PAS DE RÉSEAUX SOCIAUX AVANT 13 ANS



Ursula von der Leyen a profité mercredi de son discours annuel sur l’état de l’Union, à Strasbourg, pour présenter une nouvelle proposition concernant l’accès des enfants aux services numériques.

La présidente de la Commission européenne souhaite instaurer un âge minimum de 13 ans pour accéder aux réseaux sociaux, mais également aux jeux en ligne et aux chatbots. Les adolescents âgés de 13 à 15 ans pourraient quant à eux disposer de mini-comptes, placés sous la supervision de leurs parents ou responsables légaux.

La mesure doit désormais être examinée par les 27 États membres. Elle pourrait donc encore évoluer avant une éventuelle entrée en vigueur.

L’Europe veut interdire les réseaux sociaux, les jeux en ligne et les chatbots aux moins de 13 ans


LES CHATBOTS IA ÉGALEMENT CONCERNÉS



Le périmètre retenu est particulièrement large. La Commission ne vise pas uniquement Instagram, TikTok ou Facebook : les chatbots et certains jeux en ligne seraient également concernés. Cette proposition intervient d’ailleurs quelques semaines après la désignation de ChatGPT, Reddit et Roblox comme services de très grande taille au titre du Digital Services Act. Ils doivent notamment évaluer et limiter les risques que leurs services et algorithmes peuvent faire peser sur les mineurs.

La Commission avait déjà publié en 2025 plusieurs recommandations demandant aux plateformes de rendre les comptes des mineurs privés par défaut, de limiter les mécanismes favorisant une utilisation excessive ou encore de mettre en place des protections autour des chatbots IA.

L’Europe veut interdire les réseaux sociaux, les jeux en ligne et les chatbots aux moins de 13 ans


CONTENUS ADDICTIFS ET IMAGES SEXUALISÉES PAR IA



Ursula von der Leyen justifie ce nouveau durcissement par plusieurs risques : mécanismes conçus pour maximiser le temps passé sur les plateformes, exposition progressive à des contenus extrêmes ou encore détournement de photographies de jeunes filles pour créer des images sexualisées à l’aide de l’intelligence artificielle.

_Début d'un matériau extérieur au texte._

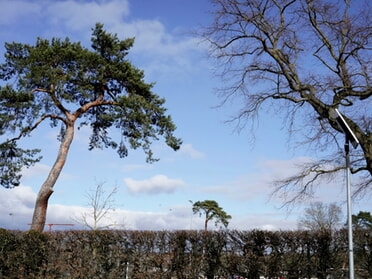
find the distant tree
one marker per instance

Le sujet n’est pas uniquement théorique. En avril dernier, la Commission avait déjà estimé à titre préliminaire que Meta ne protégeait pas suffisamment les moins de 13 ans sur Facebook et Instagram. Un enfant pouvait notamment contourner la limite d’âge simplement en indiquant une fausse date de naissance lors de son inscription. En juillet, TikTok a également été épinglé pour la protection jugée insuffisante des comptes de mineurs.

L’Europe veut interdire les réseaux sociaux, les jeux en ligne et les chatbots aux moins de 13 ans


L'ÉPINEUSE QUESTION DE LA VÉRIFICATION DE L’ÂGE



Il demeure évidemment à déterminer comment empêcher réellement un enfant de moins de 13 ans de créer un compte sans obliger tous les internautes à transmettre leur identité aux plateformes. L’Europe travaille déjà sur des solutions de vérification de l’âge permettant de confirmer qu’un utilisateur dépasse un certain seuil sans nécessairement révéler son identité complète. Le sujet sera déterminant : une interdiction facilement contournable avec une simple fausse date de naissance aurait forcément une portée limitée.

QU’EN PENSER ?



L’idée d’un accès progressif au numérique n’est pas nouvelle, mais inclure dans un même dispositif les réseaux sociaux, certains jeux et les chatbots IA change sensiblement l’échelle du projet. Bruxelles ne cherche plus seulement à encadrer TikTok ou Instagram, mais plus largement les services numériques susceptibles d’exposer les plus jeunes à certains risques.

Le principe paraît relativement simple. Son application le sera beaucoup moins : il faudra définir précisément les services concernés, mettre en place une vérification d’âge suffisamment efficace et préserver parallèlement la vie privée des utilisateurs. Le texte doit maintenant passer par le processus législatif européen avant que ces règles puissent éventuellement s’imposer aux plateformes.